Current spokesman Christopher Lehane, a onetime aide to Gore’s 2000 presidential campaign, said in a statement that Olbermann was let go for such breaches of contract as “the failure to show up at work, sabotaging the network and attacking Current and its executives.
“As the old adage says: ‘When the law is on your side, you argue the law. When the facts are on your side, you argue the facts. When neither the law nor the facts are on your side, you pound the table.’…It is well established that over his professional career Mr. Olbermann has specialized in pounding the table.”
In the suit filed in Los Angeles, Olbermann says that Gore and Hyatt promised him “an unprecedented level of control and resources to build a new progressive network.”
But after former CNN executive David Bohrman was hired as Current’s president, “the ratings declined and the program’s production value deteriorated even further ... Current still couldn’t manage, literally, to keep the lights on.”
While many millions are at stake, the litigation also amounts to a public relations campaign in which each side is trying to discredit the other. An e-mail obtained by The Daily Beast describes how Olbermann threw a glass mug on the set and shattered it after getting angry over a satellite problem. Others say he simply knocked it off the desk, and a source close to Olbermann calls the e-mail’s characterization “a gross overstatement.”
In Olbermann’s view, Current’s incompetence damaged the brand of his program Countdown, which he had launched at MSNBC. Numerous technical failings “and the inability to find the program or follow it on the Web caused a precipitous decline in ratings as Olbermann’s loyal audience was shut out and other viewers simply gave up,” the suit says.
Alleging that Current broadcast ads featuring Olbermann without his permission, brought in guest hosts without his approval, and blocked efforts to stream content online, the filing says: “It is both sad and ironic that a channel founded by Al Gore, for the stated purpose of creating an independent perspective free from the control of large corporate interests, restricted the rights of its most celebrated commentator and Chief News Officer to fully broadcast his opinions over, of all things, the Internet.”
Current ignored Olbermann’s advice as chief news officer when he objected to hiring former Michigan governor Jennifer Granholm to host the program following his (and which, according to the suit, was originally proposed to be co-hosted by Van Jones, an Obama White House aide who resigned amid controversy).

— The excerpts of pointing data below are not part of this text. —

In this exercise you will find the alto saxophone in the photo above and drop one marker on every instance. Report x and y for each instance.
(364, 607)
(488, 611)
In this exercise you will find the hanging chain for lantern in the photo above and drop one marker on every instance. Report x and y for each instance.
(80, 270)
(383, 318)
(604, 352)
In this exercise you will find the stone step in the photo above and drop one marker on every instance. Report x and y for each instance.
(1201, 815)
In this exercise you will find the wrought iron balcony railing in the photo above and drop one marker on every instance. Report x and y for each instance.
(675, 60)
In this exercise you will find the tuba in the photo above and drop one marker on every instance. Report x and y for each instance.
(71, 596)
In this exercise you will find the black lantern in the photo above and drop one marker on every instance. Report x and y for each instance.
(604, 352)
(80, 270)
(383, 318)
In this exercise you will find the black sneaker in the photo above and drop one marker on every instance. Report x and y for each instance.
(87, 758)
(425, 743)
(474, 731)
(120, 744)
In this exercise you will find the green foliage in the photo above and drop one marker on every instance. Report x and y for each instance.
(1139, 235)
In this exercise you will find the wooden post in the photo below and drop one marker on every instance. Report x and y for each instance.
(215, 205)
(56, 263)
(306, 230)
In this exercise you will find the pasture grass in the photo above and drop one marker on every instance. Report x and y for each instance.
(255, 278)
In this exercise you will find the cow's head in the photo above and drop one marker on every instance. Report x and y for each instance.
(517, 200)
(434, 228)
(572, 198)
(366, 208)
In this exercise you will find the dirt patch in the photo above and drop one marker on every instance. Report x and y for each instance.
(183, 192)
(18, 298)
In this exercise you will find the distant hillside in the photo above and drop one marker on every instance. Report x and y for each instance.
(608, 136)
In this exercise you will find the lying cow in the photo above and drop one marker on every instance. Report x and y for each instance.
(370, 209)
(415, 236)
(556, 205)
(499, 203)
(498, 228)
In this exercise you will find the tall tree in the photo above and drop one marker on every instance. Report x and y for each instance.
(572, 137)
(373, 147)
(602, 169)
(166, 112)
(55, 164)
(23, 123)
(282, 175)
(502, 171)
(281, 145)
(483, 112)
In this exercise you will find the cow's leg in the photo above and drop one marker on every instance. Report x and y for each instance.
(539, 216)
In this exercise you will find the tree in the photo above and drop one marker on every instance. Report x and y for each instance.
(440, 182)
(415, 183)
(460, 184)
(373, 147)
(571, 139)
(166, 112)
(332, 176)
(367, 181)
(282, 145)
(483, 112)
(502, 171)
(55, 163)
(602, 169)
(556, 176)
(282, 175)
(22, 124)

And the suit alleges that Hyatt, the CEO, disparaged his star in comments to The Daily Beast and The Wrap. The Beast reported in January that Hyatt had said “that while he’d like to have Olbermann with the network in the future, ‘everybody is replaceable.’”
Olbermann disputes that his absences from work, such as the night before the Super Tuesday primaries, were unauthorized. But in a parting shot, network spokesman Lehane said: “We hope Mr. Olbermann understands that when it comes to the legal process, he is actually required to show up.”